XREALはこれまで、高性能なARグラスを展開し、ARグラス市場で4年連続シェア1位を獲得するとともに、自社開発比率65%という高い技術力を築いてきた。一方で、ARグラスは価格や導入のハードルから、一部のガジェットファンや開発者向けというイメージも残っている。

新たに立ち上げた「xbx」は、そうした状況を変え、より多くの人へARを届けるためのブランドだ。

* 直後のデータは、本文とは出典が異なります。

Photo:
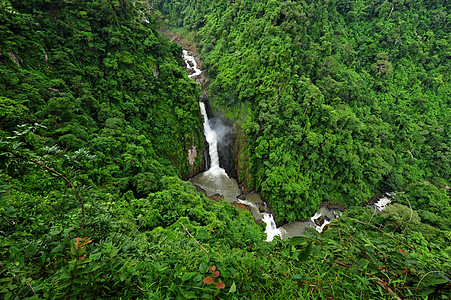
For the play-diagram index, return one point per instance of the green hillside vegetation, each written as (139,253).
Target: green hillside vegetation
(97,115)
(349,98)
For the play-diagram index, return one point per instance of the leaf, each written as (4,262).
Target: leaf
(435,280)
(85,242)
(296,277)
(208,280)
(220,285)
(232,288)
(114,252)
(362,264)
(296,240)
(31,250)
(95,256)
(203,267)
(188,276)
(305,254)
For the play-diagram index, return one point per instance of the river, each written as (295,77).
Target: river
(215,181)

先端技術を日常の中で気軽に楽しめる存在へと広げることを目指し、「Just Play(つなぐだけで楽しめる)」をコンセプトに掲げる。複雑な設定を意識することなく、スマートフォンやゲーム機と接続するだけで大画面を楽しめる体験を若年層や初心者へ提供する。

第1弾となる「xbx a01+」は、その思想を形にしたエントリーモデルだ。価格を4万円台に抑えながらも、XREALが培ってきた光学技術や映像処理技術、自社開発チップによるAI機能などを受け継ぎ、ARグラスを初めて使うユーザーでも扱いやすい製品に仕上げた。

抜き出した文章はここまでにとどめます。